According to Mishkin, the economic stimulus package alone will not end the recession, primarily because the number of jobs the package is expected to create--about 2.5 million--will only dent the millions of jobs that have been lost and are continuing to be lost. As a result, more federal intervention is needed, despite the political risk and unwillingness by the U.S. Congress to spend funds on any additional "bailouts," he explained. "The Administration has to reallocate enough resources to fix the financial system. If it (the Obama Administration) does not get this right, it will fail, no matter how good its (domestic) policies are."
In Mishkin’s view, the Obama Administration would be better off forging ahead with steps necessary to restore the credit markets now, rather than getting bogged down in politics while the economy languishes. He described four possible economic scenarios:
The "happy" scenario, in which the recession is deep, but the recovery is quick and significant. This scenario is not likely, he said, due to the severity of the financial crisis.
An economic depression, which "is not out of the realm of possibility," he said, "if more shoes drop (specifically in the form of financial failures)" and further federal intervention is stymied.

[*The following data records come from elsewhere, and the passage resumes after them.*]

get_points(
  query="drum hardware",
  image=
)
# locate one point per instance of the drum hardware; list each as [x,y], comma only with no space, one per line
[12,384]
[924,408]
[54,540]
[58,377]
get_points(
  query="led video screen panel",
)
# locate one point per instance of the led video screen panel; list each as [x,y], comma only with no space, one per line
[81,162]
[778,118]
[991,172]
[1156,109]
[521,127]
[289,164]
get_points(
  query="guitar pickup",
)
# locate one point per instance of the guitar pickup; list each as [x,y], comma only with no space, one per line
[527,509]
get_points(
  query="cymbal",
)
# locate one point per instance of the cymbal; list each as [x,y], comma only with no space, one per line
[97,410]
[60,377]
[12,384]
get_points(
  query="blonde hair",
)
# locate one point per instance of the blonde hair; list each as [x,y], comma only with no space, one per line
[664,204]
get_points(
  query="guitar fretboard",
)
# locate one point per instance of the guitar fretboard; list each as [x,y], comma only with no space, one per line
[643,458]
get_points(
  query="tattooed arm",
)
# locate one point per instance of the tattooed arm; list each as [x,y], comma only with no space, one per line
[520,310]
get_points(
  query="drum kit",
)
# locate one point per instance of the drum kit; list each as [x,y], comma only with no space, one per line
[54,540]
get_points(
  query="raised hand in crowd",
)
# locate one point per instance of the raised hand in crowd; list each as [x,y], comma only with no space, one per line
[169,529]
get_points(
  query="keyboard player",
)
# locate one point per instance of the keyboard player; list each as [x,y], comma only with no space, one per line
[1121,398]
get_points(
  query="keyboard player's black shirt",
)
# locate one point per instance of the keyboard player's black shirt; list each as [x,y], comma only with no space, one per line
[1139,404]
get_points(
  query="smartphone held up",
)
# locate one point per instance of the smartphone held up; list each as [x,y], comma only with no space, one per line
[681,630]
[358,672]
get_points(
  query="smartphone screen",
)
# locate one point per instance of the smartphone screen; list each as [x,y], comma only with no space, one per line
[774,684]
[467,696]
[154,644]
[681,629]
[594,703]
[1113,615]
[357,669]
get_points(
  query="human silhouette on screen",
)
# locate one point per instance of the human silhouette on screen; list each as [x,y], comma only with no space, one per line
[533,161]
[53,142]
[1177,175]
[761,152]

The "Japan" scenario, in which monetary policy is not eased consistently, and thus impeding the financial recovery. (This refers to the extremely slow response by Japan’s government to turn around that nation’s financial markets when Japan entered into a recession years ago that lasted for more than a decade.)
A scenario of greatly increased financial regulation that, while perhaps well-intended, is poorly planned and ineffective at stabilizing the financial system, further hampering an economic revival.
Mishkin’s best guess: The nation "will muddle through" and experience a slow recovery. Perhaps the only good news from the recession: 'there have never been more interesting times" for economists, he said.